The Transformative Power of Cold Wax
- peter corr
- Dec 24, 2025
- 2 min read
Updated: Jun 8
I did not begin making my own cold wax medium out of principle. I did it out of necessity. Commercial waxes have their place, but they assume a certain way of working — a certain pace and a certain scale. As my paintings grew larger, those assumptions began to feel restrictive.
Drying times did not suit the way I moved across a surface. The viscosity was not always what the painting required. So I began making my own.

Control Over the Medium
Making my own wax changed the relationship. I could adjust the balance — stiffer when I needed resistance, looser when I wanted flow. I could slow the drying process when a painting needed time to breathe, or tighten it when I needed decisiveness.

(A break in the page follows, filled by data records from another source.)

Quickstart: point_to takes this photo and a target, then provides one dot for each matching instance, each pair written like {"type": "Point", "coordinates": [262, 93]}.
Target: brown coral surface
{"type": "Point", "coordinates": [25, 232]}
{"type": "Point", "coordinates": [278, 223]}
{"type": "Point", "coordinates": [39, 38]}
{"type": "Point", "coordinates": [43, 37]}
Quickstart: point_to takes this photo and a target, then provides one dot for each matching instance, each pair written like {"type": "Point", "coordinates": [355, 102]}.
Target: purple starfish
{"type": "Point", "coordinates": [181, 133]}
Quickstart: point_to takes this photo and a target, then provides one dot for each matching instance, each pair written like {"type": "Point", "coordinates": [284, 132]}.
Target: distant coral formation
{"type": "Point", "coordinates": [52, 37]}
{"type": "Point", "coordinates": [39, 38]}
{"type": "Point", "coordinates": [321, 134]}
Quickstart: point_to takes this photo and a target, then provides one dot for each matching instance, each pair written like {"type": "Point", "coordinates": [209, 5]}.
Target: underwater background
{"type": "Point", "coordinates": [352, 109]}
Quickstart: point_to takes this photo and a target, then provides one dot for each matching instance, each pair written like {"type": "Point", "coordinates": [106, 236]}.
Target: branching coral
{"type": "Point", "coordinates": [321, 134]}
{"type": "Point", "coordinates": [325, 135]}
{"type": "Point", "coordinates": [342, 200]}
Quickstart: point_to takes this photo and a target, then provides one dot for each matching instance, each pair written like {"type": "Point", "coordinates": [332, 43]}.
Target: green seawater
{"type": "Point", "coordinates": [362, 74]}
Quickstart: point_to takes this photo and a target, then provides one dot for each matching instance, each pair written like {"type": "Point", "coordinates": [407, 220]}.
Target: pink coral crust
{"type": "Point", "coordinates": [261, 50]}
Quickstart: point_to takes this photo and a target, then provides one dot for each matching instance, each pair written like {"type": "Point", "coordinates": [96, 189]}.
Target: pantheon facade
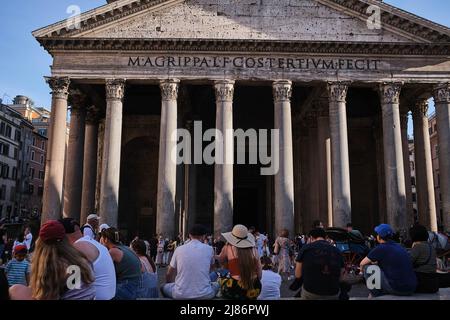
{"type": "Point", "coordinates": [338, 79]}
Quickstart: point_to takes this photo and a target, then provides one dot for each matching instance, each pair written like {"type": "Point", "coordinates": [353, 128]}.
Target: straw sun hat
{"type": "Point", "coordinates": [240, 237]}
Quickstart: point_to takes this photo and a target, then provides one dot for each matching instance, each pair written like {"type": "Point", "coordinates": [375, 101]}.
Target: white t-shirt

Once the medium became something I controlled rather than accommodated, the process opened up. The wax stopped being merely an effect; it became part of the structure of the painting itself.
Scale, Surface and Light
That freedom — especially at scale — has been quietly transformative. Working at larger dimensions, the surface becomes less predictable, more demanding. The wax responds differently; it requires a different kind of attention.
Layering became central to the work. Building textures and depths slowly, scraping back, reworking — the surface accumulates a history. That history is part of what the painting is. "Imperfection, Patina and the Painted Surface"
Nature remains the constant reference point. The landscapes I work from — the Fenlands, forests, the quality of northern light — inform the colour and emotional register of each piece. The wax holds that light differently than oil alone; it gives the surface a particular stillness.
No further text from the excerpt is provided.